Friday, September 25, 2009

Regency Hand-Sewn Drawstring Dress: A Tour of Stitches, Part 1



Over the springtime and summertime I engaged in hand-sewing a Regency-style drawstring day dress in a cotton.

The project was a sort of giant, fully sewn toile, a grand mockup, for I was less interested in having the perfect dress for events than I was in understanding what it might feel like to construct a day dress by hand. What stitches might have been used during the period, and how would the sewing process feel in the hands? What would the results look like? How would they wear?

I am indeed pleased with the results, a plain, untrimmed day dress in a inexpensive cotton print, which still manages to project some grace in its cut and in the texture the stitching imparts to the seams.

If you look at the Sense and Sensibility site, the Dress Diaries Livejournal site, visit the Regency portion of Katherine's Dress Site or do a simple search, you will find lots of information and numbers of dress diaries covering making this dress, so I will not reprise that here.

Photo: dress front

Instead, in the following posts I will lead a tour of the dress, discussing its construction and what I learned during the stitching process.

As always, click on the images to see a -- much -- larger view.

Photo: dress back

First, a grateful nod to my inspiration: the 18th century wardrobe handsewn by brocade goddess for her master's degree and museum exhibition, which was heavily documented on her blog, Rockin' the Rococco, and which I reviewed last fall.

Research

I used several sources during the project, and uncovered additional details...some of which blew my ideas away...later. In all the research I tried to stick to formally published secondary resources or primary resources. Here is a resource list.

Printed Resources
  • Costume Close-Up: Clothing Construction and Pattern, 1750-1790. Baumgarten, Linda and John Watson. Williamsburg, VA: The Colonial Williamsburg Foundation, 1999.
  • Costume in Detail: 1730-1930. New edition. Bradfield, Nancy. Barming, England: Eric Dobby Publishing, 1968.
  • English Women's Clothing in the Nineteenth Century. Cunningham, C. Willett. New York: Dover Publications, 1990. Reprint of 1937 edition.
  • Everyday Dress of Rural America, 1783-1800: With Instructions and Patterns. Wright, Meredith. New York: Dover Publications, 1990.
  • Lady's Guide to Plain Sewing, The. Kannik, Kathleen. Springfield, OH: Kannik's Korner, 1993.
  • Lady's Stratagem, The: A Repository of 1820s Directions for the Toilet, Mantua-Making, Stay-Making, Millinery, and Etiquette. Grimble, Frances, trans. San Francisco, CA: Lavolta Press, 2009.
  • Nineteenth-Century Costume in Detail. Johnston, Lucy.

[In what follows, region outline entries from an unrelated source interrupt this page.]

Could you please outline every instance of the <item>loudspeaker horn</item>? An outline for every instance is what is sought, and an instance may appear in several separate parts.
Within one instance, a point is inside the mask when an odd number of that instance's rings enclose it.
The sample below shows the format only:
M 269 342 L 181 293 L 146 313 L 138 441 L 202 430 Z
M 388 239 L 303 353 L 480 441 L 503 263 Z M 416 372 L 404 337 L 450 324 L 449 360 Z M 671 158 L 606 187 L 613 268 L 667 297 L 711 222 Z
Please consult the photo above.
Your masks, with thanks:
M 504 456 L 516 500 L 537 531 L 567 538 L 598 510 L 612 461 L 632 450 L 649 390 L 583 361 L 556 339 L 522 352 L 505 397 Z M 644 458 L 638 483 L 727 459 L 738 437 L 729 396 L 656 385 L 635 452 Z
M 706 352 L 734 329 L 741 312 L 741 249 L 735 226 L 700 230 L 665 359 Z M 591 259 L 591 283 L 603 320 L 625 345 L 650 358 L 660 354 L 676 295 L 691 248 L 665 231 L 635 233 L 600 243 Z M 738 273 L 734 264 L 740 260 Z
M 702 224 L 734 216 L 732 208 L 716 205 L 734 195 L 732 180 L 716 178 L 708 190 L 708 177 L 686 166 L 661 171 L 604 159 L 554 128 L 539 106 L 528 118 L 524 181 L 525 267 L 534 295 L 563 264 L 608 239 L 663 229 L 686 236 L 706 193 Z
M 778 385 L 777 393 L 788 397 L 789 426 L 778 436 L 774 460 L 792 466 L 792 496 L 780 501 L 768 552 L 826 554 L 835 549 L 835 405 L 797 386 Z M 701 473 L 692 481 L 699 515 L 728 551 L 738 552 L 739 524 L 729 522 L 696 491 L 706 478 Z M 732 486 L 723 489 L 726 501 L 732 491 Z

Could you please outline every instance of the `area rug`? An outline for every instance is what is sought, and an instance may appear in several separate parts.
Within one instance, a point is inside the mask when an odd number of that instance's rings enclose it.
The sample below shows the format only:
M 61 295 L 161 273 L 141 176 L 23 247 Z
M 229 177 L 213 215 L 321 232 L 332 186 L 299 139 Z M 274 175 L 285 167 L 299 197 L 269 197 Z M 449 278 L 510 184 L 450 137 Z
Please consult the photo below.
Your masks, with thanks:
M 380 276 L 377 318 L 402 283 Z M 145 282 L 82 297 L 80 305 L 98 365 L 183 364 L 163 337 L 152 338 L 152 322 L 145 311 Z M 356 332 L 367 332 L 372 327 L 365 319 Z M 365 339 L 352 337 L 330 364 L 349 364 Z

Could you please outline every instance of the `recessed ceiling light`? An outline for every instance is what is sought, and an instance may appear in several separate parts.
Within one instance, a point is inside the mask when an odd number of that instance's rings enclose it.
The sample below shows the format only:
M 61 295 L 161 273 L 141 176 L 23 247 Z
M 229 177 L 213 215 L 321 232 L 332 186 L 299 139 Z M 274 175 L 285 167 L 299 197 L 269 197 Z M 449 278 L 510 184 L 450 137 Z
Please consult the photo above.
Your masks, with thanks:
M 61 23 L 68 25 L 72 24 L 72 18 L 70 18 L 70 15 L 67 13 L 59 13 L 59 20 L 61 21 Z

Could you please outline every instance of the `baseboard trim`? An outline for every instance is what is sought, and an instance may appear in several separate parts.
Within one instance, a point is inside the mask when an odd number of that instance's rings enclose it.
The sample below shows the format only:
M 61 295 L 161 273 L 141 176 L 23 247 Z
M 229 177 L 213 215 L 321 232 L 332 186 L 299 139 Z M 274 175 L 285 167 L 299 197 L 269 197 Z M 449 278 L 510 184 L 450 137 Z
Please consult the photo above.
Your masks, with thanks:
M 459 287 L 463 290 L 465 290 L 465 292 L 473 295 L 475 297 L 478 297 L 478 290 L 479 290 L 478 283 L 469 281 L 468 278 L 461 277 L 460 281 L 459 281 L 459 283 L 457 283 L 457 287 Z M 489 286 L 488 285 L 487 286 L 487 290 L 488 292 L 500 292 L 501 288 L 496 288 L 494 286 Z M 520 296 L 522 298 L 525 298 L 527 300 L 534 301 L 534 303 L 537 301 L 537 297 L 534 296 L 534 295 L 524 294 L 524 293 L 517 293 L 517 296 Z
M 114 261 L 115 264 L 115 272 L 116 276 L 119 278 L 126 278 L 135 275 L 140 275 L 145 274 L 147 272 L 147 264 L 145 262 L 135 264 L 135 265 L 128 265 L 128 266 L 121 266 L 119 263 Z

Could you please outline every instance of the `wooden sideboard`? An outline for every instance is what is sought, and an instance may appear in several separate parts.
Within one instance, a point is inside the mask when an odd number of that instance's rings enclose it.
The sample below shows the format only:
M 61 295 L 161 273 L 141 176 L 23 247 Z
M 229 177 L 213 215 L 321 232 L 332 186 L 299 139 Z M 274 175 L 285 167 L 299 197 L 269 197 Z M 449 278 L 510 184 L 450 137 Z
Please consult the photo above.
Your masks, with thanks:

London: V&A Publishing, 2009.
  • Period Costume for Stage and Screen: Patterns for Women's Dress, 1800-1909. Hunnisett, Jean. Studio City, CA: Players Press, Inc., 1991.
  • Workwoman's Guide, The. By a Lady. Second edition. 1840. Accessed on Google Books.
Primary-ish Resources
I say "primary-ish" because I have no access currently to actual period garments. I drew instead on photographs and notation of garments for sale from well-known dealers, and comments from well-known costuming experts online.
I hope you'll find the tour as interesting as I found the construction process!

Friday, September 04, 2009

Three History Blogs to Put Fashion in Context


I certainly wish I knew her name instead of just her initials, BWS. I know she used to teach, and I know she desires that primary-source historical documents and art be made available to everyone. She has created four bloggy doors for us that open into the eyes and ears of the past:
In the three blogs about American women, the author writes about how their lives changed over the centuries. She pulls from paintings, prints, drawings, daguerrotypes, photographs, maps, logs, letters, advertisements, journals, interviews.... She considers the lives of the wealthy, such as Martha Washington, and of escaped or former slaves, groups portraits by period or artist, talks of mantua makers and seamstresses, mothers and their children, publishers and postmistresses.

Photo: 1771 John Singleton Copley (1738-1815). Portrait of a Lady. Los Angeles County Museum, California. (Reproduction at 1st-art-gallery.com. Contact the museum for an accurate image.)

Some of the sources she uses are easily available, but many are not, and the way they are grouped is immensely valuable for putting period fashion and clothing and how people lived in their clothing into context. The blogs focusing on the 17th and 18th centuries are heavier on the writing than the blog about the 19th century.

Photo: a midcentury seamstress and her sewing machine. Photo from 19th Century American Women: A Museum in a Blog.

In the garden blog, we walk through the gardens they walked through, understand their planning and growth and have a sniff at the flowers.